Anatomy
The small intestine extends from the pylorus of the stomach to the ileocecal valve and is divided into three parts: the duodenum, jejunum, and ileum. Its total length ranges from 3 to 6 meters, with considerable individual variation. The duodenum starts below the pylorus and ends at the duodenojejunal flexure. It measures about 20–25 cm and is the widest and most fixed portion of the small intestine. The junction between the duodenum and jejunum is anchored by the ligament of Treitz. The jejunum and ileum are coiled within the abdominal cavity below the mesocolon and are attached to the posterior abdominal wall by the mesentery. There is no clear anatomical boundary between the jejunum and ileum, but generally, the proximal two-fifths of the mesenteric small intestine is considered the jejunum, while the distal three-fifths is classified as the ileum.
The jejunum has a larger lumen, thicker walls, and numerous prominent and dense circular folds (plicae circulares), which can be felt through the intestinal wall. Toward the distal ileum, these folds become progressively lower and sparser, disappearing entirely at the terminal ileum.
The small intestine is richly supplied with blood vessels, lymphatic vessels, and nerves, all of which run through the mesentery to serve or innervate the intestine. With the exception of the proximal duodenum, which is supplied by branches of the celiac trunk, the rest of the small intestine receives its blood supply from the superior mesenteric artery. This artery originates from the abdominal aorta and gives rise to branches such as the inferior pancreaticoduodenal artery, middle colic artery, right colic artery, ileocolic artery, and 12–16 jejunal and ileal arteries. These branches form arterial arcades through mutual anastomosis, with straight arteries (vasa recta) extending to the intestinal walls. The number of arcades increases distally, from 1–2 in the proximal jejunum to 3–4 near the distal ileum, where the straight arteries become shorter and the density of mesenteric vessels decreases. Venous drainage is via veins that parallel their arterial counterparts, ultimately converging into the superior mesenteric vein. This vein runs alongside the superior mesenteric artery and joins the splenic vein behind the pancreatic neck to form the portal vein.
Lymphatic drainage of the small intestine occurs through lacteals located at the center of the intestinal villi and along lymphatic vessels accompanying the venous system. Lymph flows sequentially through peri-intestinal lymph nodes, lymph nodes near the mesenteric vascular arcades, and lymph nodes surrounding the superior mesenteric artery and vein, eventually reaching the cisterna chyli. The mucosa of the jejunum contains scattered solitary lymphoid follicles, while the ileum has aggregated lymphoid nodules (Peyer’s patches). This lymphatic drainage pathway is essential for transporting absorbed dietary lipids into the circulatory system and plays an important role in immune defense.

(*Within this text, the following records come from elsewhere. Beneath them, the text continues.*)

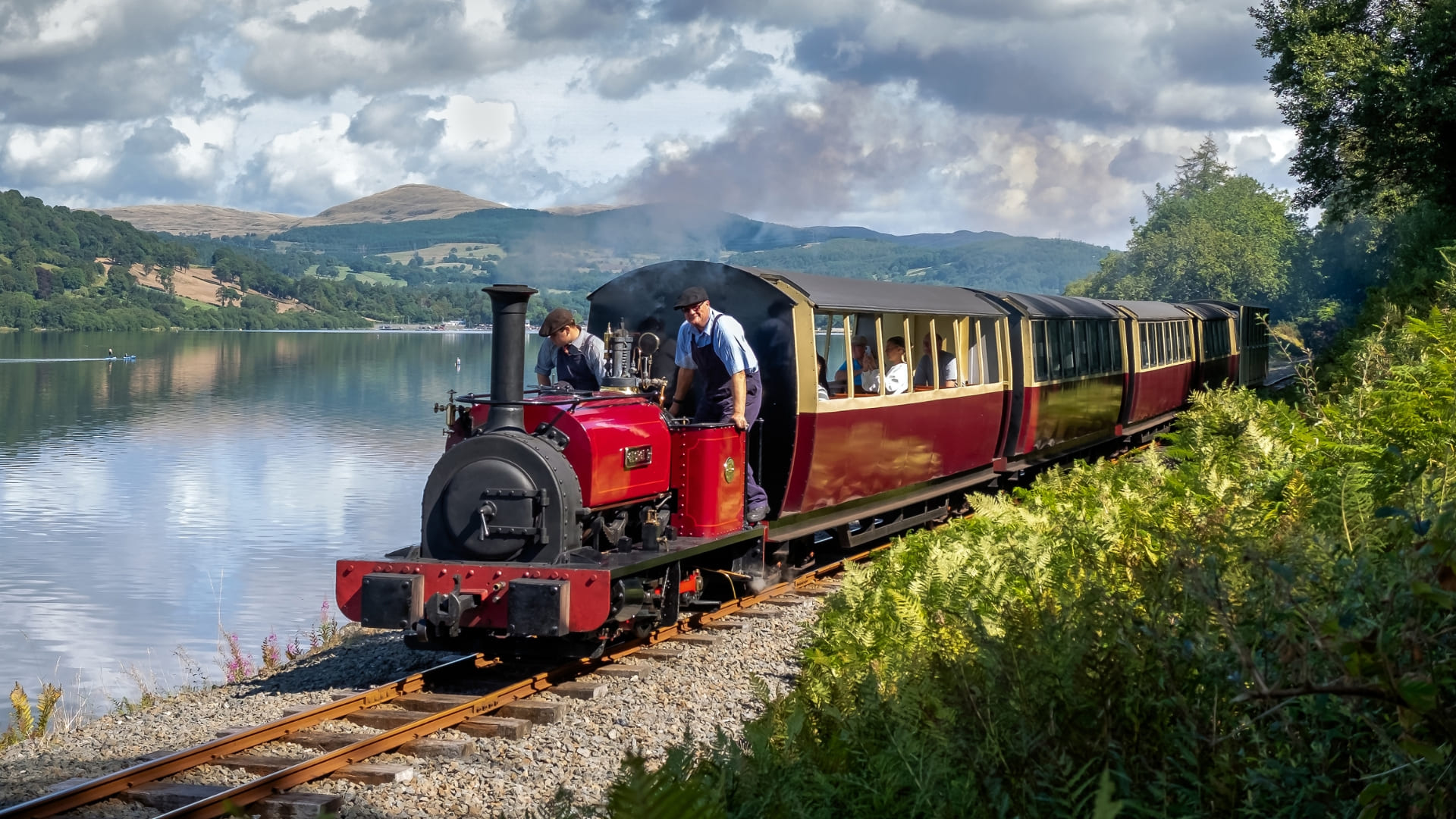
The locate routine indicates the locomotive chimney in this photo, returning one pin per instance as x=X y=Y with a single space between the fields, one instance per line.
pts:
x=507 y=356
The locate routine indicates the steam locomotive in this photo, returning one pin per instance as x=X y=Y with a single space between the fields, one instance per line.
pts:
x=579 y=518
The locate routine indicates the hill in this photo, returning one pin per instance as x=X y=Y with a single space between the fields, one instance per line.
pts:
x=403 y=203
x=202 y=219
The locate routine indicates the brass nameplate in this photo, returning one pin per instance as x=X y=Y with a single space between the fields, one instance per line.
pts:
x=635 y=457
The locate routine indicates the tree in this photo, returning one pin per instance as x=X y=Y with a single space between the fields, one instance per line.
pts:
x=1212 y=235
x=1370 y=88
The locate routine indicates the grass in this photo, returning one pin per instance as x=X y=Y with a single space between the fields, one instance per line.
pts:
x=27 y=722
x=436 y=254
x=1257 y=618
x=340 y=273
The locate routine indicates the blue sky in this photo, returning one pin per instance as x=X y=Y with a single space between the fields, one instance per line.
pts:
x=1033 y=117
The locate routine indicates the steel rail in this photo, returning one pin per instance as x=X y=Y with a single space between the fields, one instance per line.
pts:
x=318 y=767
x=383 y=742
x=112 y=784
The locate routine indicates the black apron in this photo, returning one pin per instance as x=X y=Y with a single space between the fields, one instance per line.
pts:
x=717 y=404
x=571 y=368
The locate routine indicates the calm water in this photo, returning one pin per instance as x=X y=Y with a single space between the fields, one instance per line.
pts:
x=209 y=484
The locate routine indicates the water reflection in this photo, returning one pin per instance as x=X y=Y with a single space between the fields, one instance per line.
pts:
x=210 y=483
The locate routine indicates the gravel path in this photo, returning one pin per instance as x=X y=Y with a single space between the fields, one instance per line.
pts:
x=710 y=689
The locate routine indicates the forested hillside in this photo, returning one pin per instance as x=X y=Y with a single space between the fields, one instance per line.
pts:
x=50 y=278
x=1254 y=618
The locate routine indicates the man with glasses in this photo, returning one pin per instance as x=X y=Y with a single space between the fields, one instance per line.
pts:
x=714 y=344
x=579 y=357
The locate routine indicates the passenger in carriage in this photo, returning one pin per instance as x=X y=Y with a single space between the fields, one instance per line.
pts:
x=858 y=347
x=897 y=376
x=924 y=368
x=712 y=344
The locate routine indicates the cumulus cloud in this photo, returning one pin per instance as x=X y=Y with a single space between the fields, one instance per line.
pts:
x=98 y=60
x=903 y=164
x=383 y=47
x=1025 y=115
x=400 y=120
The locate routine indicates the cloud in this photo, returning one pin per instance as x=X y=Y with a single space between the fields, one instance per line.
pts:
x=1025 y=115
x=680 y=55
x=384 y=47
x=82 y=61
x=745 y=71
x=892 y=161
x=398 y=120
x=538 y=20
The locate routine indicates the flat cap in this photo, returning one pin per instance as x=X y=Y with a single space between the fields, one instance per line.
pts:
x=557 y=319
x=691 y=297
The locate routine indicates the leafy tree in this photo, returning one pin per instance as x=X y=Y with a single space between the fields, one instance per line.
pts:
x=1370 y=86
x=1212 y=235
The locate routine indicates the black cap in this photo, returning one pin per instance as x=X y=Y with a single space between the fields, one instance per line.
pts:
x=557 y=319
x=691 y=297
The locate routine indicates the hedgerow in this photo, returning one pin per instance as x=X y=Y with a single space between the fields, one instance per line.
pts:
x=1254 y=618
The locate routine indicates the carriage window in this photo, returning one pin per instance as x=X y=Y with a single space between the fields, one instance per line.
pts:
x=968 y=360
x=1079 y=331
x=864 y=327
x=835 y=350
x=1069 y=350
x=1038 y=349
x=990 y=352
x=1055 y=347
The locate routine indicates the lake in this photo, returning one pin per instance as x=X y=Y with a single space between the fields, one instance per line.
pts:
x=207 y=485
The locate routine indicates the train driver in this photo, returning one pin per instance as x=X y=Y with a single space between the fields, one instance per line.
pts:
x=714 y=344
x=579 y=357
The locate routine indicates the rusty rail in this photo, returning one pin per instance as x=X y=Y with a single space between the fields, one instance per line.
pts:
x=386 y=741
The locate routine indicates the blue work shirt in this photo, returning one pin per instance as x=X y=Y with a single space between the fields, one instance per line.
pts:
x=727 y=338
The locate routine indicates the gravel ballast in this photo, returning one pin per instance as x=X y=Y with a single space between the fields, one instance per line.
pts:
x=710 y=689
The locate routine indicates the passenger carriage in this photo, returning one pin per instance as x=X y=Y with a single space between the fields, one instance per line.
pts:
x=1066 y=376
x=1159 y=363
x=1215 y=333
x=590 y=515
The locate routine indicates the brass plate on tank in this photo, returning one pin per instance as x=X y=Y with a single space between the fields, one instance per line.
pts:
x=637 y=457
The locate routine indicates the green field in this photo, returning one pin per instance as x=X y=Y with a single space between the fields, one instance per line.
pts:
x=436 y=254
x=340 y=273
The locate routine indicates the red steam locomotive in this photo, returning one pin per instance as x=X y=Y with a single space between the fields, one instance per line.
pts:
x=587 y=516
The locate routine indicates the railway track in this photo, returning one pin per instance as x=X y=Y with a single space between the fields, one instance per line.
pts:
x=450 y=711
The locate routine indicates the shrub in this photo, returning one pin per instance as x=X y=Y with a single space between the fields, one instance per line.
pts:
x=1256 y=620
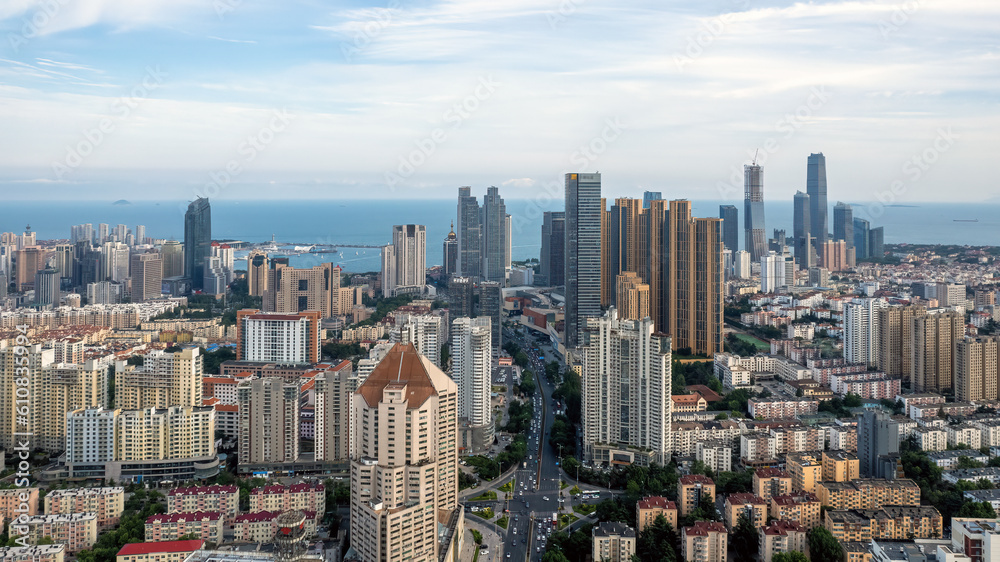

The small intestine is innervated by parasympathetic and sympathetic fibers that form the celiac plexus and superior mesenteric plexus, sending nerve branches to the intestinal wall. Sympathetic activation reduces peristalsis, causes vasoconstriction, and decreases intestinal gland secretion. In contrast, vagal (parasympathetic) stimulation enhances peristalsis and secretion activity. Pain sensations in the small intestine are transmitted via visceral afferent fibers of the sympathetic nervous system, typically radiating to the periumbilical regions innervated by the 9th to 11th thoracic nerves, and only rarely to the lumbar and back regions.
Physiology
The small intestine is the primary site of digestion and absorption of nutrients. Its mucosal glands secrete alkaline intestinal fluid containing various enzymes, among which enterokinase is essential for breaking down polypeptides into amino acids. Food substances in the chyme are digested into glucose, amino acids, and fatty acids before being absorbed by the intestinal mucosa. Additionally, the small intestine absorbs water, electrolytes, and various vitamins. The human body secretes 6–8 liters of digestive fluid daily, with about 80% being reabsorbed in the small intestine. Consequently, small intestinal diseases, such as intestinal obstruction or fistulas, can lead to severe water and electrolyte imbalances and nutritional deficiencies.
The small intestine functions as a critical endocrine organ, releasing numerous gastrointestinal hormones such as secretin, somatostatin, gastrin, and glucagon. These hormones regulate the activity of digestive glands and the small intestinal epithelium by influencing nutrition, secretion, and motility through endocrine, paracrine, autocrine, and neurotransmitter pathways.
The small intestine also serves as an effective barrier, with components such as immunoglobulin A (IgA), mucin, defensins, the brush border of intestinal epithelial cells, and gut-associated lymphoid tissue (GALT) contributing to its defense mechanism. Under normal conditions, this barrier prevents the translocation of pathogens and toxins from the intestinal lumen into the systemic circulation. However, conditions that cause intestinal ischemia or inflammation may compromise the barrier, resulting in the translocation of pathogens and toxins into the lymphatic and circulatory systems.